Shahbaz Khan died of illness on 11 November 1599 at Ajmer at the age of over 70 years.

Historian Abu al-Fazl Alami, the author of Ain-i-Akbari, attests that Shahbaz Khan was a very competent and capable general but he also accuses him for his bigoted Sunni views and arrogance. Many a times, he strongly opposed the emperor, but Akbar had a great regard for Shahbaz Khan and took it lightly. Shahbaz Khan was also known for his generosity and liberality and the money he spent was so great that it made the people think that he had in his possession Philosopher's stone. He left behind a huge Jagir, treasures and other wealth. which was seized by Jahangir, son of emperor Akbar after his death.
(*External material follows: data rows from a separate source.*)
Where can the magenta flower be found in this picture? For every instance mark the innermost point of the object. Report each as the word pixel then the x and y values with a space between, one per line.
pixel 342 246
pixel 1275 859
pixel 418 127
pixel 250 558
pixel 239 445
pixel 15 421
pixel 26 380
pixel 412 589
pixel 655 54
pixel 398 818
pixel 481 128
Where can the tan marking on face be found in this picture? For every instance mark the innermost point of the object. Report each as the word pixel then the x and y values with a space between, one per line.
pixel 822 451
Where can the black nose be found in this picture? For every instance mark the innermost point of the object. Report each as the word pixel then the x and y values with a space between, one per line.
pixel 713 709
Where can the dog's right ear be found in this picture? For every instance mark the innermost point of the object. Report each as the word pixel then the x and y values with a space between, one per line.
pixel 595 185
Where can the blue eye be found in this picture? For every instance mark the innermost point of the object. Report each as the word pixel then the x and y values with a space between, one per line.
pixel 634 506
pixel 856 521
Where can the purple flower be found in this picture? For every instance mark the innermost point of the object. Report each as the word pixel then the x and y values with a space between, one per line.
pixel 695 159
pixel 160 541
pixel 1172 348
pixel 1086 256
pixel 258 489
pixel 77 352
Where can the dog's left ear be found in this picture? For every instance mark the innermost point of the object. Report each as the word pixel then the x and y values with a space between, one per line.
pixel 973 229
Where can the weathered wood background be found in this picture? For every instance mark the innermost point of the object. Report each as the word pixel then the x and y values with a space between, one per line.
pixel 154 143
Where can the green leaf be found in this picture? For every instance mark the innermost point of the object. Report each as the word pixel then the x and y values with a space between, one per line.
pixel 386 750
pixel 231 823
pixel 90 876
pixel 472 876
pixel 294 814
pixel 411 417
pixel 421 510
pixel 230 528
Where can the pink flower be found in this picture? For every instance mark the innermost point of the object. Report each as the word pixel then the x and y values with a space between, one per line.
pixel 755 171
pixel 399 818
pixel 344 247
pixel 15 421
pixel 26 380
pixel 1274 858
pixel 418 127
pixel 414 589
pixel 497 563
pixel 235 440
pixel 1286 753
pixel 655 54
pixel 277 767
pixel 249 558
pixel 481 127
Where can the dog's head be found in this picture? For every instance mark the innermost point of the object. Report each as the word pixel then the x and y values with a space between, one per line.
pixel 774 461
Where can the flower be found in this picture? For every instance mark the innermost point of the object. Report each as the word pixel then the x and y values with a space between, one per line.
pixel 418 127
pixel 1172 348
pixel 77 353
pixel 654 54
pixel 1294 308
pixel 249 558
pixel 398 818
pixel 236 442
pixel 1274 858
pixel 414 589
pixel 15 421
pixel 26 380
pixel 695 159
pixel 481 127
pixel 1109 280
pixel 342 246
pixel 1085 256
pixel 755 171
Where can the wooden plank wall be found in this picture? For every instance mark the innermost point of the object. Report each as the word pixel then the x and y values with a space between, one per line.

He was an all-rounder officer, and besides his military duties, he also helped Akbar with civil administration and financial matters. He became a very close confidant, a companion, a Mir Bakhshi (head of the military department, holding the rank of imperial minister) and a Vakil (Chief Administrator or Prime Minister) of Akbar and had acquired and exercised great powers. He was given the name Shahbaz Khan at this point. He participated in some of the most difficult expeditions of Akbar and annexed numerous territories to the empire. The Mughal officials boasted that he conquered countries ten times the size of Deccan. He was too orthodox a Sunni Muslim for Akbar's taste, but not only was he tolerated but also was greatly valued.

=== Religious views ===
Shabaz Khan belonged the family whose ancestors were all celebrated for piety, asceticism and religiosity. Shahbaz Khan in early part of his life was celebrated for his religiosity till he first became deputy Kotwal of the Chabutara when he displayed his awareness of the (affairs of the) kingdom and judicious disposal of matters. He was a capable officer and brave fighter and had rendered meritorious service to the state in various capacities. A leading courtier of Akbar, he was strict follower of the law of Shari’ah and profusely recited blessings on Muhammad and distributed large sum of money in charities. Every Friday, he would donate one hundred Asharfis (gold coins) in memory of Abdul-Qadir Gilani.

Shahbaz Khan himself was a religious and pious man. He did not put on dress outside the sanction of simna (i.e. which had no sanction of Muhammad's action). He carried a rosary in his hand, reciting all the while invocations of God's salutations on Muhammad and between the evening and sunset prayers, he would sit down facing west (qibla) and offering nimaz. He did not follow other Khans as long as he was alive in shaving off his beard and drinking wine and did not have (the word) Murid on his signet. He remained steadfast in the religion of Islam and left his name in the world of generosity and religiosity.

Emperor Akbar tried his best to bring General Shahbaz Khan and another General Qutb-ud-din Muhammad Khan Koka into his new faith known as Din-i-Ilahi but the move was strongly criticized by both of them. This, according to Abu al-Fazl had created obstacles in his promotion upwards. On the other hand, many incompetent and junior officers got promoted which they did never deserve.